The nonfiction experience was equally rich. An Immense World made everyday nature feel newly strange. After reading it, a walk outside could become a sensory mystery tour: birds, insects, dogs, and fish all living in realities we barely understand. South to America challenged readers to reconsider geography as history. His Name Is George Floyd demanded attention not only to one man’s life, but to the structures that shaped it. These books did what excellent nonfiction should do: they changed the lighting in the room.

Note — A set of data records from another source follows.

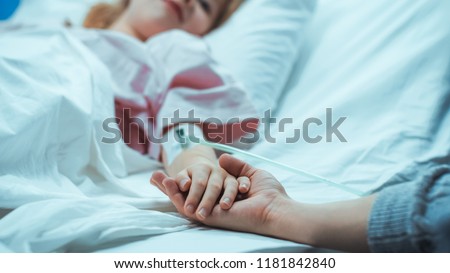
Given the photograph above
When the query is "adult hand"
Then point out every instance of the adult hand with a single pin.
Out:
(252, 214)
(201, 186)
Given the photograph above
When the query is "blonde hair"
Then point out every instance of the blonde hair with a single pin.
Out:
(103, 15)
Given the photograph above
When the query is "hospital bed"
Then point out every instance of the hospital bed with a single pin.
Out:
(383, 66)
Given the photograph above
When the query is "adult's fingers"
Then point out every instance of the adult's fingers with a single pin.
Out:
(184, 181)
(157, 179)
(200, 177)
(175, 195)
(230, 192)
(244, 184)
(236, 167)
(211, 194)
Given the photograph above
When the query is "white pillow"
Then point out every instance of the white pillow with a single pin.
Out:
(53, 12)
(260, 45)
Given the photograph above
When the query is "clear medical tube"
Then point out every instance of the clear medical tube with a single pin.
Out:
(248, 155)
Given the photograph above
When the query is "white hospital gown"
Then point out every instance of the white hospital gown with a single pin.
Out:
(170, 75)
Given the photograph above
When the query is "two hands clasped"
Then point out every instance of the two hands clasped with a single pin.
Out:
(232, 195)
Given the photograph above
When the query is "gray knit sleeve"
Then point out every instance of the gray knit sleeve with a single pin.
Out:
(413, 216)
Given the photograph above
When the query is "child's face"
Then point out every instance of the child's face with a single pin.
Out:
(150, 17)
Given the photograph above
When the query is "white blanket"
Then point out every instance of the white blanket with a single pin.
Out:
(54, 169)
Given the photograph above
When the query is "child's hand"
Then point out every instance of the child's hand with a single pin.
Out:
(203, 184)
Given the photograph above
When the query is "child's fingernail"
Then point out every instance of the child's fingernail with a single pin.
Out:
(202, 213)
(227, 201)
(184, 182)
(190, 209)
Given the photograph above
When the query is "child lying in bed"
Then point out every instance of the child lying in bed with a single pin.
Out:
(158, 72)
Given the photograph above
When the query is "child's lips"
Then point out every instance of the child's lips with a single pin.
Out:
(176, 8)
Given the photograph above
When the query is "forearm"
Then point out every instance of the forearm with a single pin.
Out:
(341, 225)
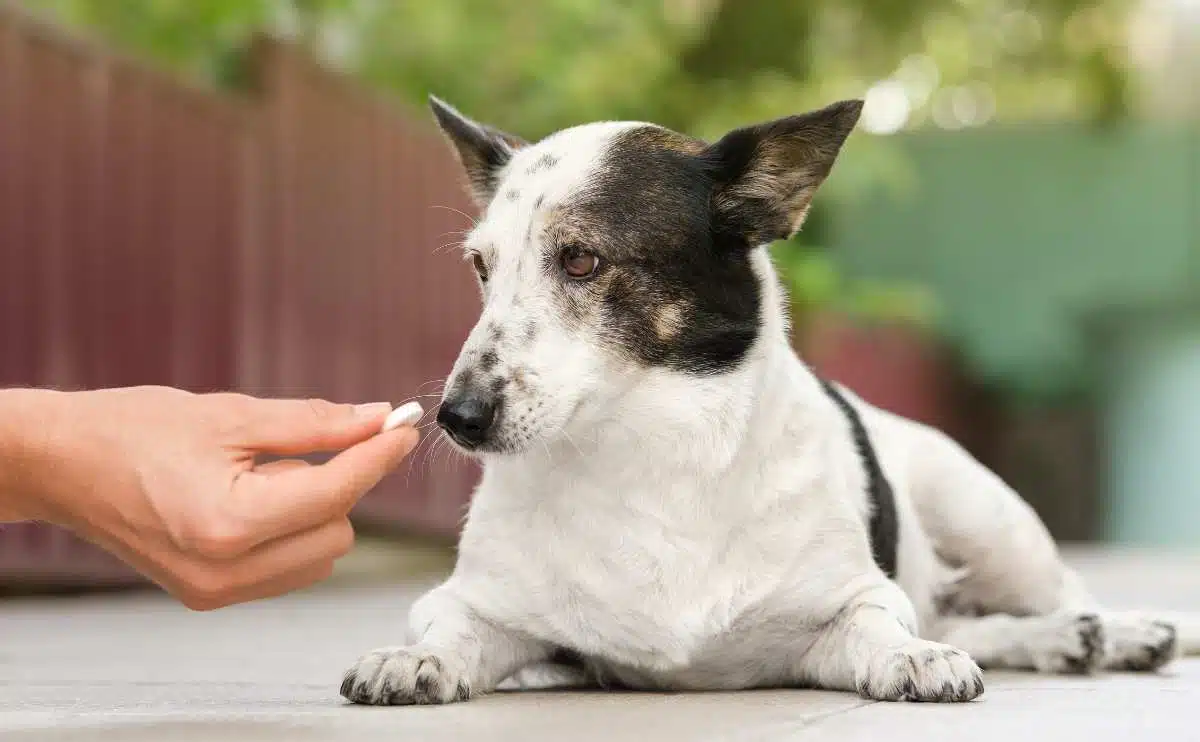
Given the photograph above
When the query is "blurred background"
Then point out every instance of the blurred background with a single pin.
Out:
(249, 193)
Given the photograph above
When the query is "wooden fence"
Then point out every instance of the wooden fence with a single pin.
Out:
(280, 241)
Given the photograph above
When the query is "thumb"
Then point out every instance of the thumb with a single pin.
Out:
(291, 428)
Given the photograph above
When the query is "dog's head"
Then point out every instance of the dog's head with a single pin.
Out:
(612, 251)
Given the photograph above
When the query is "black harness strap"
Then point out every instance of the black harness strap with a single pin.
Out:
(883, 527)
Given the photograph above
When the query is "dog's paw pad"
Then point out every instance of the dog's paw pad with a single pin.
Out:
(922, 671)
(405, 676)
(1072, 644)
(1140, 645)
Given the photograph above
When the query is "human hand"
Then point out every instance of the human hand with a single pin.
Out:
(169, 482)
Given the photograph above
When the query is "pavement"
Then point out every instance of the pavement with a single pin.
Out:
(133, 668)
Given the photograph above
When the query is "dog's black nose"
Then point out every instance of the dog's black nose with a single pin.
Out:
(467, 419)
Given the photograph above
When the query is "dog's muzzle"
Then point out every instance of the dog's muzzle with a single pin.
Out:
(467, 419)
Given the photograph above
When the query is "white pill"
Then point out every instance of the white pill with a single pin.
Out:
(406, 414)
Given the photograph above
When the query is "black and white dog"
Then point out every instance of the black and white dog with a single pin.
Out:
(671, 500)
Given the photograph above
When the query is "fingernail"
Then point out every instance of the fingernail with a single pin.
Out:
(406, 414)
(372, 410)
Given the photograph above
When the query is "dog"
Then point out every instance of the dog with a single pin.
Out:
(671, 500)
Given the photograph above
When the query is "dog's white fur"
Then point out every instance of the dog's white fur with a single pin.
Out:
(684, 532)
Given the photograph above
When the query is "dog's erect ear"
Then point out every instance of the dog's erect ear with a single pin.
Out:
(481, 149)
(766, 174)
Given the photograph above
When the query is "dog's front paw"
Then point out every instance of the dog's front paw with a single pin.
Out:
(922, 671)
(403, 676)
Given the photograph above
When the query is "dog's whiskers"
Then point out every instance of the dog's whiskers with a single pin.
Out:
(473, 220)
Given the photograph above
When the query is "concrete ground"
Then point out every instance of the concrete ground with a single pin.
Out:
(133, 668)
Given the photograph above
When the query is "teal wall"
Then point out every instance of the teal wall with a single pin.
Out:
(1151, 416)
(1020, 232)
(1066, 261)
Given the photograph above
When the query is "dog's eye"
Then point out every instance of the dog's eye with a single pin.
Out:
(480, 267)
(579, 263)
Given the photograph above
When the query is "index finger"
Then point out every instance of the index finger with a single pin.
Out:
(277, 503)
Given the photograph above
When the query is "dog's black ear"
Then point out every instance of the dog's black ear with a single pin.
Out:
(766, 174)
(481, 149)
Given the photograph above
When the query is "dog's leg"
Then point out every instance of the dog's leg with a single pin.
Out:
(871, 647)
(1068, 641)
(1012, 568)
(455, 656)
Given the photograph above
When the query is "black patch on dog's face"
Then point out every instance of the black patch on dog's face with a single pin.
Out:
(673, 289)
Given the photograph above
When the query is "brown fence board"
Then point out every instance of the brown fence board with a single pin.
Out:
(281, 243)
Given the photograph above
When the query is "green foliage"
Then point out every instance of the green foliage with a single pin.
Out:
(702, 66)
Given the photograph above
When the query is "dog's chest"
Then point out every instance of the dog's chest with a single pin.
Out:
(646, 586)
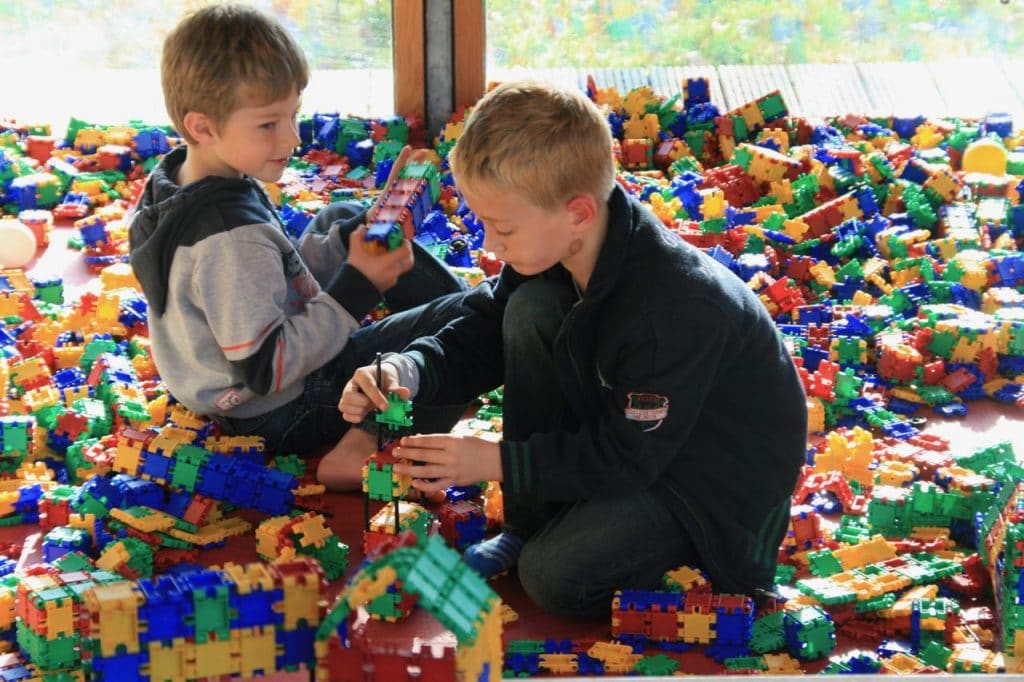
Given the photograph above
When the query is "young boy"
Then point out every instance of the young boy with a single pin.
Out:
(652, 417)
(246, 328)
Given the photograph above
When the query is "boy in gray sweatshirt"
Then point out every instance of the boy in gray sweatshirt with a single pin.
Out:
(256, 332)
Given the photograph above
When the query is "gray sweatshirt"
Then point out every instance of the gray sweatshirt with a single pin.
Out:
(239, 314)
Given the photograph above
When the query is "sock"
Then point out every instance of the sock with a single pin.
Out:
(494, 556)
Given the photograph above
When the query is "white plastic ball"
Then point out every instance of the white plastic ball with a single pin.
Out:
(17, 244)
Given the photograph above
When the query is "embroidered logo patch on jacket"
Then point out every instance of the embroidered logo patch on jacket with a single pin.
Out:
(647, 408)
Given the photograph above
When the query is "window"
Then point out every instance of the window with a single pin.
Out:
(107, 67)
(954, 56)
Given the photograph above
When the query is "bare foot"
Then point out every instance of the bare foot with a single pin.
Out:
(341, 469)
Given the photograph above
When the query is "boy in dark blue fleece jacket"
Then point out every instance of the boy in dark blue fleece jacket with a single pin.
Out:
(248, 328)
(652, 417)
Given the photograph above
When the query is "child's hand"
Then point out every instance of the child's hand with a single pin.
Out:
(383, 269)
(442, 461)
(361, 394)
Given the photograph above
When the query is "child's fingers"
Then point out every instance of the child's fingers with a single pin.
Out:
(432, 486)
(421, 470)
(426, 440)
(427, 455)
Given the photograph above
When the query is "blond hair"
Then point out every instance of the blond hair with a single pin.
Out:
(545, 142)
(221, 55)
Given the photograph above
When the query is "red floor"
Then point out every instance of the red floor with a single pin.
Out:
(986, 424)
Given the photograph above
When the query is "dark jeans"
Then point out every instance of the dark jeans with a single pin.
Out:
(426, 298)
(579, 553)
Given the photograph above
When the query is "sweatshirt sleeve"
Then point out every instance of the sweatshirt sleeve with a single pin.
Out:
(274, 326)
(650, 403)
(325, 244)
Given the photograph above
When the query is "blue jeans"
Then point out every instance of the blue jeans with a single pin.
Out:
(577, 554)
(426, 298)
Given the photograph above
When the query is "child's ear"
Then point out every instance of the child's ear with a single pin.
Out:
(583, 211)
(200, 127)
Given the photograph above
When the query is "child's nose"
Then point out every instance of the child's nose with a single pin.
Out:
(489, 242)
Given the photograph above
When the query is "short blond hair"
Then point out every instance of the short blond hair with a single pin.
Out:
(540, 140)
(221, 55)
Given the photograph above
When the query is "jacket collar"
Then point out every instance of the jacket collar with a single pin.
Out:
(623, 220)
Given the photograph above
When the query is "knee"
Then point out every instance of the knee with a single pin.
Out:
(554, 583)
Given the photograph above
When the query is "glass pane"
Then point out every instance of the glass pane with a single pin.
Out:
(639, 33)
(869, 56)
(107, 68)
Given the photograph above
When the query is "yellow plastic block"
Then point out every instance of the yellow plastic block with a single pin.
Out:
(115, 616)
(255, 649)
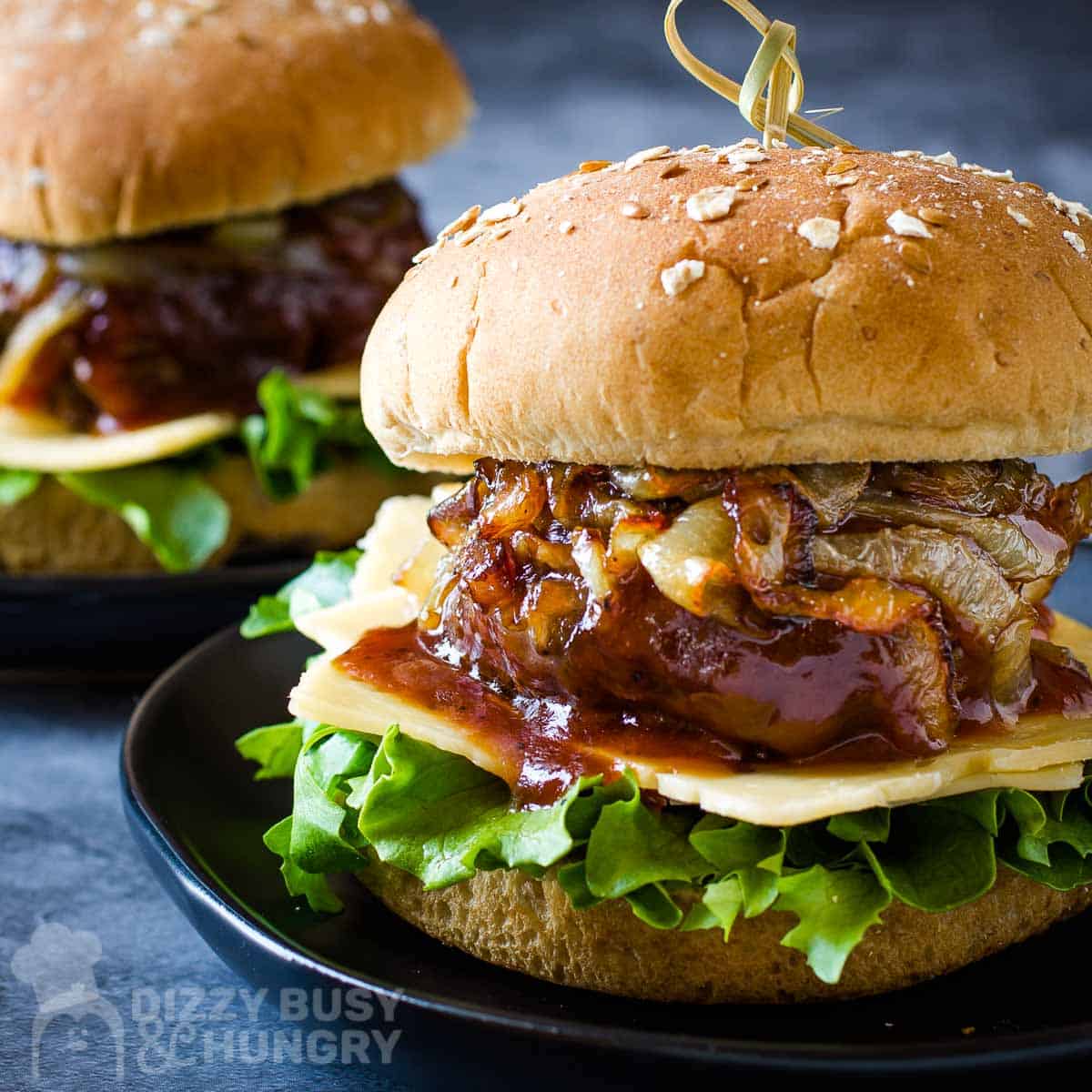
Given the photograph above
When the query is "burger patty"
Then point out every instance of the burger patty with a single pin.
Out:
(190, 320)
(784, 612)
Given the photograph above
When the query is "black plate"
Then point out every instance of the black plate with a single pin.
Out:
(199, 819)
(137, 625)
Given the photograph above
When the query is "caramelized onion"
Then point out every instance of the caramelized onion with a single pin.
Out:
(1016, 555)
(517, 498)
(774, 531)
(969, 585)
(693, 562)
(831, 490)
(876, 606)
(656, 483)
(995, 489)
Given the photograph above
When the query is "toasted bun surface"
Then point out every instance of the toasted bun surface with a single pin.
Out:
(551, 334)
(529, 925)
(56, 532)
(120, 119)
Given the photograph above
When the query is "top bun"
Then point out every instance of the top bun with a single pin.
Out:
(121, 119)
(836, 306)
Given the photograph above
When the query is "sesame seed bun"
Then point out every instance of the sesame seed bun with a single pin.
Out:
(525, 924)
(831, 306)
(123, 119)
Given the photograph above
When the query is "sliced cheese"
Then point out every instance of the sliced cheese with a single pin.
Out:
(39, 442)
(1046, 753)
(1041, 753)
(35, 442)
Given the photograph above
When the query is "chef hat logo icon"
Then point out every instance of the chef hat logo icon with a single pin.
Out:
(59, 965)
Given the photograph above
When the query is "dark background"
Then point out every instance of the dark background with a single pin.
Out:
(1007, 85)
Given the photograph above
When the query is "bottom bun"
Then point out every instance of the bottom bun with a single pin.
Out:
(56, 532)
(529, 925)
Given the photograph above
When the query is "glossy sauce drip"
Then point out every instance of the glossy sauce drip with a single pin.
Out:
(543, 743)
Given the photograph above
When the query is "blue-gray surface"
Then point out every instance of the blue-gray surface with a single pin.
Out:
(1002, 83)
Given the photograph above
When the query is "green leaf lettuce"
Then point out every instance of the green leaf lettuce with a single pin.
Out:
(441, 819)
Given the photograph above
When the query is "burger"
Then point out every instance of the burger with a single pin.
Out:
(727, 675)
(199, 223)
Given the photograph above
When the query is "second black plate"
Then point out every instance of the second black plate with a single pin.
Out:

Then there was the joy of genre reading. Cozy fantasy found a breakout champion in Legends & Lattes, proving that readers sometimes want magic without an apocalypse scheduled for chapter twelve. Thrillers like Wrong Place Wrong Time and Hidden Pictures delivered clever hooks. Fantasy titles like Babel and Nettle & Bone showed that imaginative fiction could be political, funny, eerie, and emotionally grounded all at once.
Perhaps the biggest lesson from the best books of 2022 is that readers do not want only one kind of book. They want challenge and comfort, beauty and speed, heartbreak and jokes, prestige and plot. They want a slim novel for Tuesday, a 600-page monster for vacation, a memoir for courage, a romance for oxygen, and a thriller for when sleep has become too predictable. In other words, readers want abundance. In 2022, publishing gave them plenty.
Conclusion
The best new books of 2022 were not just popular; they were conversation starters. From bestselling novels like Lessons in Chemistry and Tomorrow, and Tomorrow, and Tomorrow to award-winning works like The Rabbit Hutch and The Seven Moons of Maali Almeida, the year offered a remarkable mix of heart, intelligence, entertainment, and literary ambition.
Whether you are building a book club list, catching up on modern classics, hunting for bestselling reads, or simply trying to remember why your nightstand is structurally unsafe, these 50 books are worth your attention. Start anywhere. That is the beauty of a great reading year: there is always another door waiting to open.